Acababa de estrenarse la primera producción cinematográfica de Egipto, En la tierra de Tutankamón, y sus principales estrellas, estrellas ya, también habían acudido a la gran velada.

La pequeña orquesta sinfónica de El Cairo interpretaría desde el foso partituras a propos, empezando, naturalmente, por la marcha triunfal de Aída.

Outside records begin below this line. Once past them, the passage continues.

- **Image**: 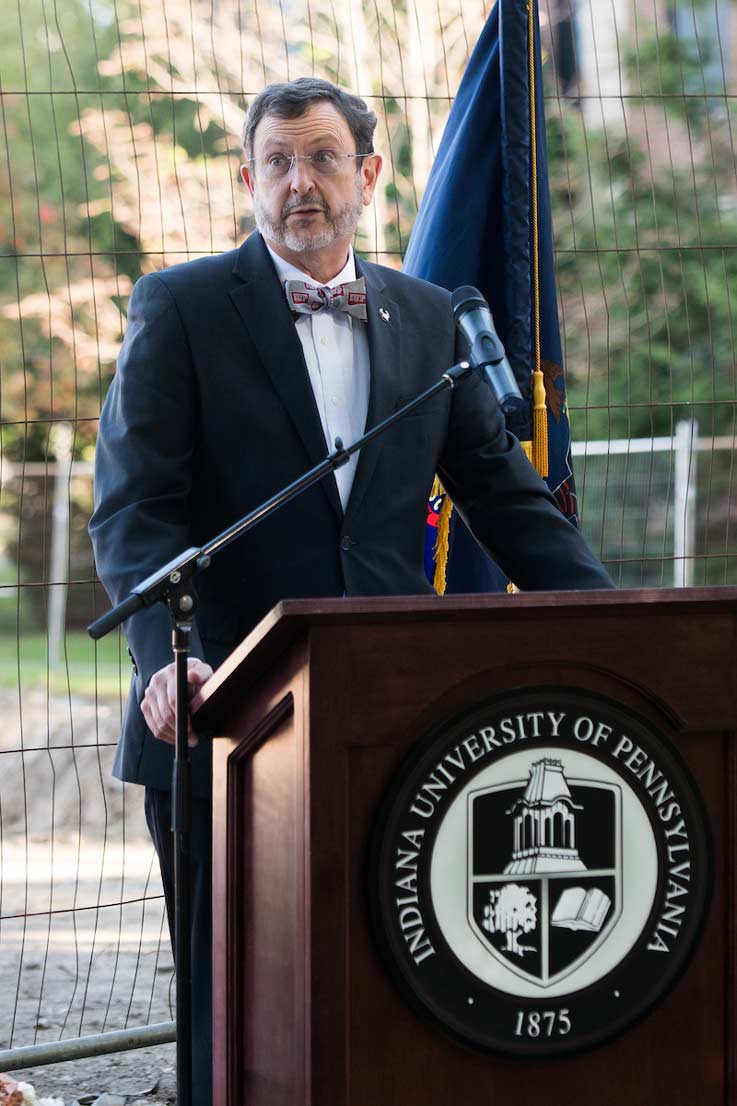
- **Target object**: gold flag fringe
[430,2,549,595]
[430,477,453,595]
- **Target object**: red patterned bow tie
[284,277,367,323]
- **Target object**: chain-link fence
[0,0,737,1092]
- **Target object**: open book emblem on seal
[468,757,622,987]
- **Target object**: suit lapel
[345,257,402,519]
[230,233,343,518]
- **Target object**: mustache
[281,196,328,219]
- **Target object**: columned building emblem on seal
[371,688,712,1056]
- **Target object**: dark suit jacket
[90,233,612,794]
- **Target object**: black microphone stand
[87,361,471,1106]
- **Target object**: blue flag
[404,0,578,593]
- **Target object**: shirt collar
[264,239,356,288]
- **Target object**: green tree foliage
[549,15,737,439]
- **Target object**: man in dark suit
[90,79,612,1106]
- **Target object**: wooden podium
[195,587,737,1106]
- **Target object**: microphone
[450,284,525,415]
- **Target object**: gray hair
[243,76,376,164]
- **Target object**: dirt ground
[0,691,176,1106]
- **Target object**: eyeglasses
[247,149,372,180]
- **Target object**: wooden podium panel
[195,587,737,1106]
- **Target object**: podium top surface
[191,585,737,729]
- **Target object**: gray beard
[253,175,363,253]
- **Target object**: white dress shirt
[269,248,371,511]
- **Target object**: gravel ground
[0,691,176,1106]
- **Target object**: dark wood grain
[202,587,737,1106]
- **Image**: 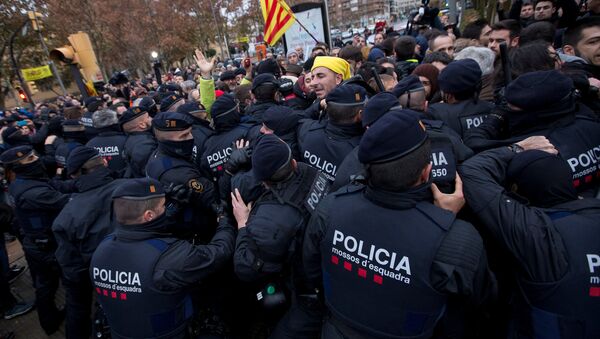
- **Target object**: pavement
[0,240,65,339]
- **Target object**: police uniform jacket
[302,184,495,338]
[123,131,156,178]
[146,148,216,239]
[428,99,494,138]
[460,147,600,338]
[192,116,215,168]
[52,167,123,283]
[298,119,363,182]
[234,163,327,287]
[331,119,473,192]
[465,103,600,197]
[86,128,127,177]
[89,215,235,338]
[8,175,69,246]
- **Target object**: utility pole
[27,7,68,95]
[208,0,225,61]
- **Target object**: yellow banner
[21,65,52,81]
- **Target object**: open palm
[194,49,215,73]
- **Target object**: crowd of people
[0,0,600,339]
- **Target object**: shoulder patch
[188,179,204,193]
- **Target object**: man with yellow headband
[310,56,352,100]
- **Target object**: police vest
[200,124,251,178]
[431,100,494,137]
[247,164,330,278]
[422,120,457,193]
[546,115,600,192]
[9,178,60,240]
[192,124,215,168]
[321,186,454,338]
[86,132,127,174]
[146,152,194,229]
[54,141,82,168]
[90,234,192,338]
[123,132,157,178]
[298,120,361,182]
[519,207,600,339]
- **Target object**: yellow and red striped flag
[260,0,296,45]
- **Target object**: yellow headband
[310,56,352,80]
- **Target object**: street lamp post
[150,51,162,85]
[8,18,35,109]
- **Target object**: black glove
[225,144,252,175]
[165,183,193,205]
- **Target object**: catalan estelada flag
[260,0,296,45]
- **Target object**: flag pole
[296,18,322,43]
[277,0,321,43]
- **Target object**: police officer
[245,73,281,124]
[465,70,600,197]
[86,109,127,177]
[81,97,106,140]
[332,91,473,192]
[260,105,302,161]
[119,106,156,178]
[146,112,215,240]
[394,75,473,192]
[298,84,367,182]
[89,178,235,338]
[131,96,158,118]
[201,94,252,198]
[0,146,69,335]
[160,93,185,112]
[232,134,328,338]
[460,136,600,338]
[177,102,215,168]
[54,119,87,179]
[52,146,124,339]
[303,112,495,338]
[429,59,494,137]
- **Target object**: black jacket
[464,102,600,197]
[460,147,600,338]
[234,163,325,288]
[123,131,157,178]
[428,100,494,138]
[52,168,124,283]
[302,184,496,338]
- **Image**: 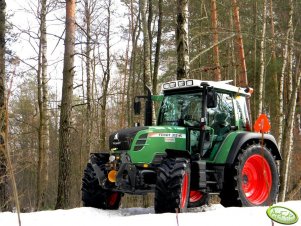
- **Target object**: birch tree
[257,0,267,114]
[36,0,49,210]
[211,0,222,81]
[153,0,163,95]
[140,0,152,89]
[0,0,8,212]
[278,0,301,202]
[267,0,279,139]
[176,0,189,79]
[55,0,76,209]
[98,0,113,148]
[231,0,248,86]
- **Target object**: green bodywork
[128,126,186,164]
[128,126,246,164]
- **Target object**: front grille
[134,133,147,151]
[109,127,148,150]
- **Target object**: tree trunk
[153,0,163,95]
[279,0,294,202]
[84,0,93,153]
[211,0,222,81]
[257,0,267,114]
[55,0,76,209]
[268,0,279,140]
[36,0,49,210]
[232,0,248,87]
[0,0,8,212]
[100,0,112,149]
[278,0,293,152]
[140,0,152,90]
[176,0,189,79]
[279,71,301,202]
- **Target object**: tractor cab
[135,80,250,157]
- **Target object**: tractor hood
[110,126,187,164]
[109,126,148,150]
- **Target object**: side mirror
[134,98,141,115]
[207,89,217,108]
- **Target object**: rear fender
[165,149,190,158]
[214,132,281,165]
[226,133,282,165]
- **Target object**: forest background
[0,0,301,211]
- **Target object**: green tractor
[82,80,281,213]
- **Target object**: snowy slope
[0,201,301,226]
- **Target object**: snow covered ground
[0,201,301,226]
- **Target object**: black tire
[188,191,209,208]
[155,158,190,213]
[82,163,123,210]
[220,144,279,207]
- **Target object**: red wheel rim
[108,192,118,206]
[180,173,189,209]
[242,154,272,205]
[189,191,203,202]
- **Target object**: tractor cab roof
[162,79,252,96]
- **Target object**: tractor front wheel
[155,158,190,213]
[220,144,279,206]
[82,163,123,210]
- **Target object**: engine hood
[109,126,149,150]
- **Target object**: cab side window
[235,96,250,129]
[208,93,235,135]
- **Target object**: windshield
[158,93,202,126]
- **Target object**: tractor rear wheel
[155,158,190,213]
[82,163,122,210]
[188,190,209,208]
[220,144,279,207]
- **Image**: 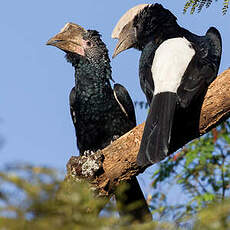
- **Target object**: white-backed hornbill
[47,23,151,221]
[112,3,222,166]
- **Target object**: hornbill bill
[112,3,222,167]
[47,23,152,221]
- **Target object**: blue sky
[0,0,230,198]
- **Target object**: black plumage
[48,23,151,220]
[114,4,222,166]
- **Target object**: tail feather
[137,92,177,167]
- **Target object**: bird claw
[82,150,95,157]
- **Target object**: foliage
[152,122,230,229]
[184,0,229,15]
[0,165,172,230]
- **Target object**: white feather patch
[113,90,128,117]
[151,38,195,95]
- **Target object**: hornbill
[47,23,152,221]
[112,3,222,167]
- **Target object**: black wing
[69,87,77,125]
[113,84,136,126]
[177,27,222,108]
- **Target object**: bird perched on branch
[112,3,222,166]
[47,23,151,220]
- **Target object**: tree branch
[67,69,230,196]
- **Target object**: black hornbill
[112,3,222,166]
[47,23,151,221]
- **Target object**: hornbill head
[46,23,109,65]
[112,3,177,58]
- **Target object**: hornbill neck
[66,53,112,84]
[140,21,185,51]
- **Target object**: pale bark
[67,69,230,196]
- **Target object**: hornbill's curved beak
[112,21,137,58]
[46,23,86,56]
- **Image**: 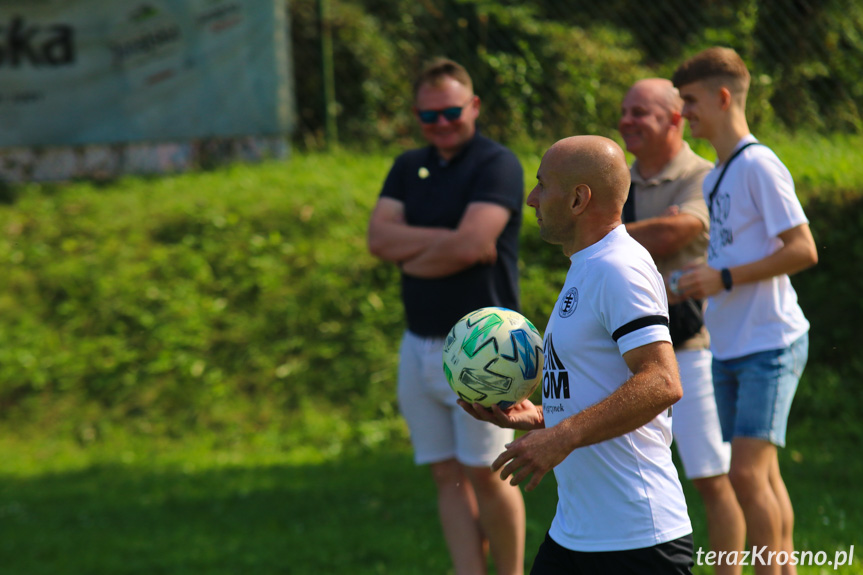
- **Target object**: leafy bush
[0,148,863,436]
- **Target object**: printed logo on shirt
[557,288,578,317]
[707,193,734,259]
[542,334,569,405]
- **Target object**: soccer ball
[443,307,543,409]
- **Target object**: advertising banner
[0,0,294,148]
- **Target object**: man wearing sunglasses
[368,59,525,575]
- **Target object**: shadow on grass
[0,432,863,575]
[0,452,555,575]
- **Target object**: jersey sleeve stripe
[611,315,668,342]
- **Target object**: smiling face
[617,80,681,157]
[414,76,480,160]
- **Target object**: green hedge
[0,155,863,433]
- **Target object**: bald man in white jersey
[459,136,693,575]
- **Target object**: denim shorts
[713,334,809,447]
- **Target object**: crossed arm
[368,198,510,278]
[459,342,683,491]
[626,210,704,259]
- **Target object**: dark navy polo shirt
[381,134,524,337]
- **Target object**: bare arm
[367,198,451,264]
[402,202,510,278]
[678,224,818,299]
[492,342,683,491]
[626,213,704,259]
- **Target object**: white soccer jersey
[542,226,692,551]
[703,134,809,359]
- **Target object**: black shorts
[530,533,694,575]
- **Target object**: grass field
[0,138,863,575]
[0,420,863,575]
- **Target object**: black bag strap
[708,142,764,221]
[621,182,635,224]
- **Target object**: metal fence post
[318,0,339,148]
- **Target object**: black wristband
[719,268,734,291]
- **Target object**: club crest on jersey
[557,288,578,317]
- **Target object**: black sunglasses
[417,96,474,124]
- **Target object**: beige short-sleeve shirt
[630,142,713,349]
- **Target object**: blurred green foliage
[289,0,863,149]
[0,147,863,436]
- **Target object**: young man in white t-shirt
[459,136,693,575]
[672,47,818,574]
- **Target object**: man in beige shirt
[618,78,745,574]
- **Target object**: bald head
[542,136,630,216]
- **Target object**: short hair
[671,46,749,98]
[414,58,473,96]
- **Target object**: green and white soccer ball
[443,307,543,409]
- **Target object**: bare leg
[431,459,486,575]
[729,437,782,575]
[770,456,797,575]
[692,473,746,575]
[465,467,526,575]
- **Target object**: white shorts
[671,349,731,479]
[398,331,515,467]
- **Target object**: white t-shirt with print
[703,134,809,359]
[542,226,692,551]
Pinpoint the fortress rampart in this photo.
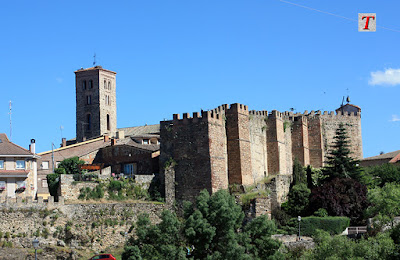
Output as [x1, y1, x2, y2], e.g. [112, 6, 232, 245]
[160, 103, 362, 203]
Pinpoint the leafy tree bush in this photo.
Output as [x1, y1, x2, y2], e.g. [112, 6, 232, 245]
[122, 211, 186, 260]
[290, 216, 350, 236]
[322, 123, 361, 182]
[362, 163, 400, 188]
[282, 183, 311, 216]
[122, 190, 283, 260]
[301, 230, 398, 260]
[367, 183, 400, 221]
[310, 178, 369, 223]
[55, 156, 85, 174]
[46, 173, 60, 197]
[314, 208, 328, 218]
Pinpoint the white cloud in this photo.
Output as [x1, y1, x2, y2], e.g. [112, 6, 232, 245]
[368, 68, 400, 86]
[390, 115, 400, 122]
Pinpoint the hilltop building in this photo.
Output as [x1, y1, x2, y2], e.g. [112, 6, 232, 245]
[160, 104, 362, 203]
[0, 133, 40, 201]
[39, 66, 363, 203]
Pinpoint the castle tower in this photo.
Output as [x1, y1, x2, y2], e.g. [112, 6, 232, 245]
[75, 66, 117, 142]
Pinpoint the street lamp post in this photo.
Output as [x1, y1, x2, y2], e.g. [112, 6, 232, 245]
[297, 216, 301, 241]
[32, 238, 39, 260]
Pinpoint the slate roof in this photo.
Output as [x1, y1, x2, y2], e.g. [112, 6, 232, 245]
[118, 124, 160, 136]
[39, 137, 111, 158]
[362, 150, 400, 161]
[0, 133, 34, 157]
[116, 137, 160, 152]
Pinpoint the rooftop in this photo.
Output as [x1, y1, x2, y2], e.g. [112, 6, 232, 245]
[0, 133, 34, 157]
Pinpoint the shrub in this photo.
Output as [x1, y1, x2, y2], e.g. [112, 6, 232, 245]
[289, 216, 350, 236]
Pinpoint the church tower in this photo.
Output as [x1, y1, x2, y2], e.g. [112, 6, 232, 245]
[75, 66, 117, 142]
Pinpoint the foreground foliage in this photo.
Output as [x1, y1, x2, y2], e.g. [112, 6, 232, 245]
[301, 230, 399, 260]
[122, 190, 283, 259]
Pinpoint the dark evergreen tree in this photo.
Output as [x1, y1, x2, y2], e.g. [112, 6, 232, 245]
[322, 123, 361, 182]
[292, 158, 307, 186]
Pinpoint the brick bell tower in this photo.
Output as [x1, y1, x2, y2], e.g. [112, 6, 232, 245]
[75, 66, 117, 142]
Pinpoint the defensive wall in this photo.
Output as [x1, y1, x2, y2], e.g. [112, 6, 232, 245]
[160, 104, 362, 205]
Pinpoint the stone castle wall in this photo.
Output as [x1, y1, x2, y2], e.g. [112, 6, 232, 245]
[160, 104, 362, 205]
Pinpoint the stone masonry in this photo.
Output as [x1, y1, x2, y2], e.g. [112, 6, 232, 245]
[75, 66, 117, 142]
[160, 104, 362, 205]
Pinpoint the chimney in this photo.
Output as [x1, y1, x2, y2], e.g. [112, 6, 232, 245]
[104, 135, 110, 143]
[29, 139, 36, 153]
[117, 130, 125, 139]
[61, 137, 67, 147]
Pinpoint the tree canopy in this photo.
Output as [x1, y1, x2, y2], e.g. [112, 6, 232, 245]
[122, 190, 283, 260]
[322, 123, 361, 182]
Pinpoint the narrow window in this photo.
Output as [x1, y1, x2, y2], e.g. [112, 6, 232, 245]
[42, 161, 49, 170]
[86, 114, 92, 131]
[15, 160, 25, 169]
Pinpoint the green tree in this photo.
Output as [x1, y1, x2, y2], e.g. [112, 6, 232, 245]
[122, 210, 186, 260]
[301, 230, 397, 260]
[322, 123, 361, 182]
[310, 178, 368, 224]
[362, 163, 400, 188]
[282, 183, 311, 217]
[367, 183, 400, 225]
[55, 156, 85, 174]
[122, 190, 283, 260]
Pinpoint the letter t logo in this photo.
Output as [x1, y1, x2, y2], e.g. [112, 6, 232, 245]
[358, 13, 376, 32]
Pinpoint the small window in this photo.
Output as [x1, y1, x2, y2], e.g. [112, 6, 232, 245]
[86, 114, 92, 131]
[42, 161, 49, 170]
[17, 181, 26, 189]
[15, 160, 25, 169]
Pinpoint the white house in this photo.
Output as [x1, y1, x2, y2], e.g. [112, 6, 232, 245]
[0, 133, 40, 200]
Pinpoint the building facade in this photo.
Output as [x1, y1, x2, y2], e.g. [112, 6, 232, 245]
[160, 104, 362, 200]
[75, 66, 117, 142]
[0, 133, 39, 200]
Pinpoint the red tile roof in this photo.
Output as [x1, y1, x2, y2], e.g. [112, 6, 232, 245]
[0, 133, 34, 157]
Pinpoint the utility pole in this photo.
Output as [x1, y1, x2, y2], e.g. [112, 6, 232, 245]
[8, 100, 12, 141]
[51, 143, 54, 173]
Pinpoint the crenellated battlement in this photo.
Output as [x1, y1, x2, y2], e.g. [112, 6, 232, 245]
[172, 110, 224, 124]
[228, 103, 249, 114]
[249, 110, 268, 117]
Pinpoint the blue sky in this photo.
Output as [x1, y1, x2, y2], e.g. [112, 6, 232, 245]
[0, 0, 400, 157]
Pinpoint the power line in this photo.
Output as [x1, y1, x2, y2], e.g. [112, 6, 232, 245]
[278, 0, 400, 33]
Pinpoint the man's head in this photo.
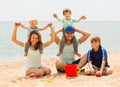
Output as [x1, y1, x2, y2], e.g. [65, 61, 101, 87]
[63, 8, 72, 20]
[64, 26, 75, 41]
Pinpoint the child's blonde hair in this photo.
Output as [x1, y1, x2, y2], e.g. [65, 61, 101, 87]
[90, 36, 101, 45]
[63, 8, 72, 15]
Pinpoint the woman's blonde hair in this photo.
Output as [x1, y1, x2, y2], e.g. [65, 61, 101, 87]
[90, 36, 101, 44]
[28, 31, 43, 50]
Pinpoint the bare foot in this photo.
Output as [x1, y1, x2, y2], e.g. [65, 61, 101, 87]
[76, 52, 81, 57]
[24, 53, 28, 56]
[40, 50, 43, 54]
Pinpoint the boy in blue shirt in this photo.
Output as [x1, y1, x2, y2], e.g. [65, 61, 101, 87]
[53, 9, 86, 57]
[84, 36, 113, 75]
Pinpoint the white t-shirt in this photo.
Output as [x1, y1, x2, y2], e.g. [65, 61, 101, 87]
[25, 48, 42, 69]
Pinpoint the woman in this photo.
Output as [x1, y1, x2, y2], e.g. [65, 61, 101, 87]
[12, 24, 54, 77]
[55, 26, 90, 72]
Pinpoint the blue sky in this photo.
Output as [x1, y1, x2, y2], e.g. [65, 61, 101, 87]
[0, 0, 120, 21]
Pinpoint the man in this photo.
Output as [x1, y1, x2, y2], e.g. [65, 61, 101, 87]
[55, 26, 90, 72]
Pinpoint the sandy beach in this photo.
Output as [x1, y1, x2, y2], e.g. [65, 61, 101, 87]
[0, 52, 120, 87]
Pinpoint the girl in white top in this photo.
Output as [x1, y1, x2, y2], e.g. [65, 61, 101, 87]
[12, 24, 55, 77]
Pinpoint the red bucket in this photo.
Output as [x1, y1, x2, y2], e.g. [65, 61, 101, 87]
[65, 64, 77, 77]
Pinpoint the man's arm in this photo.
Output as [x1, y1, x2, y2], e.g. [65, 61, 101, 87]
[53, 14, 62, 22]
[75, 29, 90, 44]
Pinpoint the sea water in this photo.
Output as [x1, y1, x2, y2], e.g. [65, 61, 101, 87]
[0, 21, 120, 61]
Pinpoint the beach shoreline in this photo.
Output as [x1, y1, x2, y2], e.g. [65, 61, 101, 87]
[0, 52, 120, 87]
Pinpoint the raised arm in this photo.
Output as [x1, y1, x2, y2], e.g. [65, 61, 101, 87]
[75, 16, 86, 22]
[53, 13, 62, 22]
[75, 29, 90, 44]
[20, 23, 28, 30]
[43, 25, 55, 47]
[12, 23, 24, 47]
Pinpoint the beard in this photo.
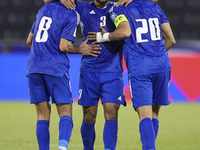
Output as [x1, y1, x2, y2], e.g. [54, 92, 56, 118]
[96, 0, 108, 5]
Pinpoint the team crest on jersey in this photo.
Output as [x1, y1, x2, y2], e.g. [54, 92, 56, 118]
[110, 12, 117, 22]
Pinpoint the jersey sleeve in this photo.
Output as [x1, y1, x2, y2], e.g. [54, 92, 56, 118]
[109, 6, 128, 28]
[61, 11, 79, 42]
[30, 21, 35, 33]
[158, 6, 169, 24]
[75, 1, 86, 14]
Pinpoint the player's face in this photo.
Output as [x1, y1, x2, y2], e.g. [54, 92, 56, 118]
[96, 0, 108, 6]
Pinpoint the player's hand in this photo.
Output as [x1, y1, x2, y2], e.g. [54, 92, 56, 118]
[116, 0, 133, 7]
[87, 26, 107, 43]
[79, 39, 101, 57]
[60, 0, 75, 10]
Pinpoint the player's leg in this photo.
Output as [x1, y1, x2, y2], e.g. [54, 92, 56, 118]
[78, 71, 100, 150]
[28, 74, 51, 150]
[35, 102, 51, 150]
[136, 106, 155, 150]
[81, 106, 97, 150]
[152, 72, 171, 138]
[100, 73, 126, 150]
[129, 75, 155, 150]
[152, 104, 161, 138]
[56, 103, 73, 150]
[103, 103, 120, 150]
[45, 75, 73, 150]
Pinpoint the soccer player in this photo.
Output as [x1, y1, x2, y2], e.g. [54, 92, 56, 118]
[27, 2, 100, 150]
[46, 0, 134, 150]
[88, 0, 175, 150]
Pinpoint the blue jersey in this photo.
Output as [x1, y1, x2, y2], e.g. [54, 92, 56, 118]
[110, 0, 171, 76]
[27, 2, 78, 77]
[76, 2, 123, 72]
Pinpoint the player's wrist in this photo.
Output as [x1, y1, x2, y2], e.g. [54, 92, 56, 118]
[103, 32, 110, 42]
[96, 32, 110, 43]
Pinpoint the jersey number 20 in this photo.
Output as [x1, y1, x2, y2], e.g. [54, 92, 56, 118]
[135, 18, 161, 43]
[35, 16, 52, 42]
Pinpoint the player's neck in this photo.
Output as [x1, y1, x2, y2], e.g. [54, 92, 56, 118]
[94, 0, 108, 8]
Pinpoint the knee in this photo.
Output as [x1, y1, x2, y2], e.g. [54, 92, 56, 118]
[105, 109, 118, 120]
[83, 112, 96, 124]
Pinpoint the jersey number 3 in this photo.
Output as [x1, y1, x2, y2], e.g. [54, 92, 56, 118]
[135, 18, 161, 43]
[35, 16, 52, 42]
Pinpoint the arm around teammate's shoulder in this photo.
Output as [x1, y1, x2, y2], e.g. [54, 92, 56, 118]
[109, 21, 131, 41]
[161, 23, 176, 51]
[59, 38, 74, 54]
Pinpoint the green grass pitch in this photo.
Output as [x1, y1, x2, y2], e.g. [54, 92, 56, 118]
[0, 103, 200, 150]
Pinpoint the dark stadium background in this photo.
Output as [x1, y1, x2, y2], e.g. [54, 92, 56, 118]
[0, 0, 200, 103]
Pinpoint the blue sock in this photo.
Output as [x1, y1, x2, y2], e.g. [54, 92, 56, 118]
[36, 120, 50, 150]
[59, 116, 73, 148]
[152, 118, 159, 139]
[103, 120, 118, 150]
[140, 118, 156, 150]
[81, 120, 95, 150]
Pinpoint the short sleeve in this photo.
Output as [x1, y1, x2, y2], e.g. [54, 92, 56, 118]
[30, 21, 35, 33]
[109, 6, 128, 28]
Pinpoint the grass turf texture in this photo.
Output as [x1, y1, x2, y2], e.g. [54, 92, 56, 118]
[0, 103, 200, 150]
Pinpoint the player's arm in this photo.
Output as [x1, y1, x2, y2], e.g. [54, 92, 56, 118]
[88, 15, 131, 43]
[59, 38, 101, 57]
[26, 32, 34, 48]
[44, 0, 55, 4]
[116, 0, 133, 7]
[161, 23, 176, 51]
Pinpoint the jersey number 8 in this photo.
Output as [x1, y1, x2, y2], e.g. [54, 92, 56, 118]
[35, 16, 52, 42]
[135, 18, 161, 43]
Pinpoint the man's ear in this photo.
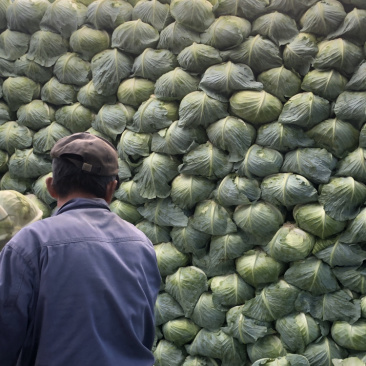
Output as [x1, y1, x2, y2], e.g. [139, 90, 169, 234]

Sin embargo, lejos de ser la reunión frívola como tantos uniformes militares, joyas, damas engalanadas y flores hubieran podido sugerir, la velada tenía una finalidad intelectual y académica.

Se trataba de honrar a Ahmed Hassanein Bey, el descubridor de los oasis perdidos, un explorador ilustre que acababa de fijar las fronteras egipcias del oeste y del suroeste, tomando mediciones precisas en un viaje emprendido dos años antes por el desierto Líbico y la tierra de los senussi.

Sobre el escenario o, más bien, en el proscenio, habían sido instalados una mesa estilo Imperio, de maderas claras y ribetes dorados, con su correspondiente butaca y, a un lado y debajo de unos cortinones cerrados en su parte superior por una gran corona real, dos tronos tapizados en terciopelo.